Introduction
Inflammatory bowel disease (IBD), which encompasses ulcerative colitis (UC) and Crohn’s disease (CD), comprises a group of intestinal chronic disorders characterized by inflammation and periods of remission and relapse[1]. The populations of western countries are more likely to suffer from IBD than those in Asia. However, recent studies have shown that the incidence and prevalence rates in some Asian countries are rapidly increasing[2-4].
Numerous studies have indicated that genetic factors play important roles in the pathogenesis of IBD, with involvement of some of these genes in multiple autoimmune disorders. Leukocyte immunoglobulin like receptors (LILRs ; synonyms: ILT, LIR, CD85) are the most conserved genes among those located within the leukocyte receptor cluster on human chromosome 19. The family includes 13 members with activating or inhibiting capacity[5]: LILRs with long cytoplasmic tails bearing tyrosine-based inhibitory motifs are inhibitory receptors (LILRBs ), whereas LILRs with short cytoplasmic tails have activating functions (LILRAs )[6,7]. LILRA3 (ILT-6, CD85e), located in the centromeric ILT cluster, is a special member of the LILR family. Genomic sequencing of LILRA3 has revealed that LILRA3 is highly homologous to other LILRs such as LILRB1 and LILRB2[8], suggesting that LILRA3 might act by impairing the function of these LILRBs. In addition, LILRA3 shows presence-absence variation, as opposed to other LILRs, which are conserved genetically[9]. For example, some individuals may carry an aberrant deletion of a 6.7-kb fragment encompassing the first seven exons[8,10], and this variation has been proven to be associated with many autoimmune diseases, such as Sjögren’s syndrome (SS), multiple sclerosis (MS) and rheumatoid arthritis (RA)[11-14].
rs103294 and rs410852 are two single-nucleotide polymorphisms (SNPs) of the LILRA3 gene. In a case-control study among the Chinese population, rs103294 was reported to be associated with benign prostatic hyperplasia[15]. A genome-wide association study (GWAS) also identified rs103294 as a new risk locus for prostate cancer[16]. This GWAS also revealed that polymorphism of this locus affects LILRA3 expression. Many recent articles have demonstrated that the 6.7-kb deletion affects LILRA3 mRNA and protein expression, with individuals carrying the wild type (+/+) having much higher levels than those with the homozygous deletion (-/-)[17-19]. Nonetheless, increased LILRA3 is detected in many diseases, such as MS and systemic lupus erythematosus (SLE)[18,19], both of which are autoimmune disorders characterized by excessive inflammation. These findings indicate that LILRA3 is a novel susceptibility gene for autoimmune diseases and might play a crucial role in the pathogenesis of chronic inflammatory diseases. Additionally, it has been reported that interleukin 10 (IL-10 ) or interferon-γ (IFN-γ ) sharply upregulates LILRA3 expression in human monocytes, whereas tumor necrosis factor-α (TNF-α ) exhibits the opposite effect[20]. Furthermore, LILRA3 induces proliferation of CD8+ T-cells and NK cells in the presence of pro-inflammatory cytokines[21], suggesting an anti-inflammatory effect of LILRA3. Apart from inflammation, LILRA3 is also reported to function as an antagonist of LILRB2 and to promote synapse formation through the Erk/MEK pathway[22].

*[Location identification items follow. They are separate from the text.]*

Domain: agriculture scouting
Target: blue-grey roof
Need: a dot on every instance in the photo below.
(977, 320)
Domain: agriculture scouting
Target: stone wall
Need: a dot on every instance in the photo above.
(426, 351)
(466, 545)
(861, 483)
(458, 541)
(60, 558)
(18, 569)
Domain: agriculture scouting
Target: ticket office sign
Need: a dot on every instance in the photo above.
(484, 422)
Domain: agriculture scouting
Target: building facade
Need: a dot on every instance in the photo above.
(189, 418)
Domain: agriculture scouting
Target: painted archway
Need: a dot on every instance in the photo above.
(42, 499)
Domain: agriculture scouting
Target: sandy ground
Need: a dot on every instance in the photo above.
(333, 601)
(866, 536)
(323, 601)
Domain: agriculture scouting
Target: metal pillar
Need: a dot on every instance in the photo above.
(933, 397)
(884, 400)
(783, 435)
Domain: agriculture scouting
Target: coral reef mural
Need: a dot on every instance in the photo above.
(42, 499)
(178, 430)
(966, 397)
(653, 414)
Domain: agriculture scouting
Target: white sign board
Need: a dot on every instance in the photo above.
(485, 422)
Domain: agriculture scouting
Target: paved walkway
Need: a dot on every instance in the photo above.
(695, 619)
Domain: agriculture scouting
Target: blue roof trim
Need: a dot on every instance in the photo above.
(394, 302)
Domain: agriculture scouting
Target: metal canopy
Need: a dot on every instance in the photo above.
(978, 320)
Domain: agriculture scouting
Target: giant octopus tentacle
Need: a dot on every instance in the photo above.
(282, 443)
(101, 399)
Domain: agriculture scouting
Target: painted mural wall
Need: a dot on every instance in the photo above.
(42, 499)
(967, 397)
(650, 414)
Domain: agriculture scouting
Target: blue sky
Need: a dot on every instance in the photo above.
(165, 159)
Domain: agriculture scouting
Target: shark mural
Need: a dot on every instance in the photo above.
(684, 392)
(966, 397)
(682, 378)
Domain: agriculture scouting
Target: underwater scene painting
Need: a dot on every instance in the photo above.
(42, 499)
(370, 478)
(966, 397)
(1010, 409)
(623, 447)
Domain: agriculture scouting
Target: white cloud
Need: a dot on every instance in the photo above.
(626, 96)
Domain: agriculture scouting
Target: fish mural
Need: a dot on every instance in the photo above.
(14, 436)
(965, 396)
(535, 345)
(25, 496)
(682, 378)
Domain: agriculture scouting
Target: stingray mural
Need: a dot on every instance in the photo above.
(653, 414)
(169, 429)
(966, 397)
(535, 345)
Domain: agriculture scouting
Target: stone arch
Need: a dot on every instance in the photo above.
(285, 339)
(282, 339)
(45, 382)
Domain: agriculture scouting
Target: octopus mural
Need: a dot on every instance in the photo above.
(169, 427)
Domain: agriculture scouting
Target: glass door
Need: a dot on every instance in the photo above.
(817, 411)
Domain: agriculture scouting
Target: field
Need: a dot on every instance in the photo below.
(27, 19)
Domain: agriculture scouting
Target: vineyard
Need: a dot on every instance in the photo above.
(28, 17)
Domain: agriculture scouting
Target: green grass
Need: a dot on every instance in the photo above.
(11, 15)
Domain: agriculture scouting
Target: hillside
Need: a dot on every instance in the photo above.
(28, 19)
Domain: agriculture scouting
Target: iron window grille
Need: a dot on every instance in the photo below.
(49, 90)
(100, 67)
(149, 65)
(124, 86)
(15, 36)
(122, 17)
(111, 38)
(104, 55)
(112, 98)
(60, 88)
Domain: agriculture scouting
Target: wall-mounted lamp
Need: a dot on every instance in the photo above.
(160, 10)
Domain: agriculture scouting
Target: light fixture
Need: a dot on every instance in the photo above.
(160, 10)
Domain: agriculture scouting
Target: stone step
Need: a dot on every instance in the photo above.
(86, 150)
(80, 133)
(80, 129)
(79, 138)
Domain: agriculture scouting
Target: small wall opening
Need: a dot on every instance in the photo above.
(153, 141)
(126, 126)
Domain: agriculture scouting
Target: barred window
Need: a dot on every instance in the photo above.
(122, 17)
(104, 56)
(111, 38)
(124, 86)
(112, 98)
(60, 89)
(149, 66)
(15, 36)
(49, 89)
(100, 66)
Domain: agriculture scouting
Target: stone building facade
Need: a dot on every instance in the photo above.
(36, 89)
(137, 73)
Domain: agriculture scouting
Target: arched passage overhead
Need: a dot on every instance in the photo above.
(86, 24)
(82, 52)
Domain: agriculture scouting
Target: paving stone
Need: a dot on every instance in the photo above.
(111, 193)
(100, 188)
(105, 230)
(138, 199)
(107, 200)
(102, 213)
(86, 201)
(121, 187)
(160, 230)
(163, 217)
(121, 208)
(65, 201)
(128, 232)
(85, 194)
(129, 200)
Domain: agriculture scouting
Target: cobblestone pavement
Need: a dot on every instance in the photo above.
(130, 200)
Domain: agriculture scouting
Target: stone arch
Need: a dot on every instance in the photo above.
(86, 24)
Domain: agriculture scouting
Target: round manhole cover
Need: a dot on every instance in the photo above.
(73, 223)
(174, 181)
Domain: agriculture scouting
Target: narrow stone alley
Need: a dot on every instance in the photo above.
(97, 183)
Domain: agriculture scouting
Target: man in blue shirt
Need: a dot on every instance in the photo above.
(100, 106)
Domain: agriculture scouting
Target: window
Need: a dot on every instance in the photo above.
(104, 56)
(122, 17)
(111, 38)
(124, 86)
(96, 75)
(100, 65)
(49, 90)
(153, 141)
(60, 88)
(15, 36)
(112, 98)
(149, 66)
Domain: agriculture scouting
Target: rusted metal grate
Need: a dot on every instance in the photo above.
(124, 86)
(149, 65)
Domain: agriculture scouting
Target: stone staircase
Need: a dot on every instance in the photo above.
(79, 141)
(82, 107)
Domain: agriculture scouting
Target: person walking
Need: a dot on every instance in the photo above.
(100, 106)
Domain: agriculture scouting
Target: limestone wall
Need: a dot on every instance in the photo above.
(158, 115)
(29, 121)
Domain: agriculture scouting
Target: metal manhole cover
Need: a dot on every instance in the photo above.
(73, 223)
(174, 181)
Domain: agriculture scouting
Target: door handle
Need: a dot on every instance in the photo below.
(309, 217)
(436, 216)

Because IBD is an autoimmune disorder characterized by recurrent intestinal inflammation, we hypothesized that LILRA3 might play a role in IBD pathogenesis. Accordingly, in this study, we investigated the interaction between LILRA3 polymorphisms and IBD development. Although no significant association was found, we surprisingly observed increased LILRA3 in IBD patients. LILRA3 is mainly expressed in mono-myeloid cells, such as monocytes, macrophages (Mø) and dendritic cells (DCs)[21,23-25]. Monocytes are critical regulators in immune responses and have important roles in immune surveillance by directly phagocytizing pathogens in circulation[26]. Monocytes secrete many cytokines such as IFN-γ, TNF-α, interleukin 6 (IL-6 ), and IL-10. As these cells also exert many of their functions outside the vascular system, crossing the blood vessel wall and migrating to the site of injury are required[27]. The effects of LILRA3 on monocytes have not been systematically reported. We employed the U937 human monocyte cell line to establish LILRA3-overexpressing cells and then explored the effects of LILRA3 on the above functions of monocytes as well as other biological behaviors such as apoptosis and proliferation.